Know where your time goes. Research tells us we spend, on average, 23% of our work days in meetings, 28% on email and about the same tolerating interruptions. Why attend a meeting if you don’t have a direct contribution to make? Being invited surely isn’t a good enough reason to attend. Instead of spinning your wheels trying to get everything done, focus on what needs to be done, not on what others think should be done. What if you started pushing back against time-wasting email chains, purposeless make-work projects, and unproductive meetings? You’d be acting on your priorities. And you’d be making a difference.
This requires mastering the skill of saying no. It’s our most powerful productivity tool. Drucker said, People are effective because they can say ‘this isn’t for me.’ When we do, others start valuing our time and contributions more. Acting on priorities is not about how to get more things done. Rather, it’s about how to get the right things done in the right way at the right time. It requires us to grapple with tradeoffs and make tough decisions. The strategic use of time is eliminating the defeating self-talk of “I have to” or “how can I fit it all in?” It’s discerning what matters, then saying “I choose to.”
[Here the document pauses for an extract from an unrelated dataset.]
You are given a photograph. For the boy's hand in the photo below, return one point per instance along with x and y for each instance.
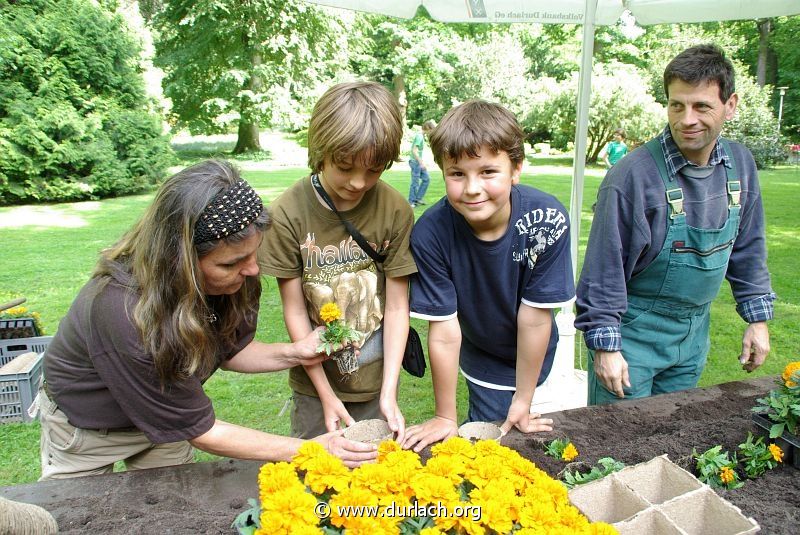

When you’re asked to do something you really don’t want to do but don’t wish to let the other person down, simply say this: “Thank you for asking. While it’s not something I’d choose to do, or want to do, please know how pleased (or honoured) I am that you asked me.” Never make an excuse for having to say “no.” If they persist and ask again, “Oh, c’mon; why not?” Or, “Please, we really need you.” Respond with sincerity: “I’d just rather not. But thank you for considering me.” Friendships should never obligate consent to what you would rather not do.
Yet another critical skill required for determining priorities is the art of delegation. This sometimes means dumping menial, unpleasant tasks onto others. Beyond the obvious benefit of freeing up time, done properly, it empowers and engages others while infusing our own tasks with a valuable point of view. Effective delegation is just asking whether there might be a better person or a better way to get the job done. When you delegate, stress results not details, give them the freedom to create, provide realistic deadlines and keep a log so you can be reminded of the need to follow up.
The bottom line is that we can’t do everything. Thinking otherwise leads to physical and mental meltdowns. So figure out what’s actually important to do. Do this by eliminating the superfluous while keeping the meaningful. Do less but do it better. If you can’t prioritize your life, then someone else will eventually do it for you.
Find the answers to these four simple questions: What am I deeply motivated to do? What am I particularly talented at? What meets a significant and pressing need in the life at this moment? And will it make my life easier? Very few things are extraordinarily important. Most of life is just trivial minutiae and unnecessary noise. Sorting out and acting on our priorities enables us to utilize our intelligence, capabilities and resourcefulness in much more meaningful ways.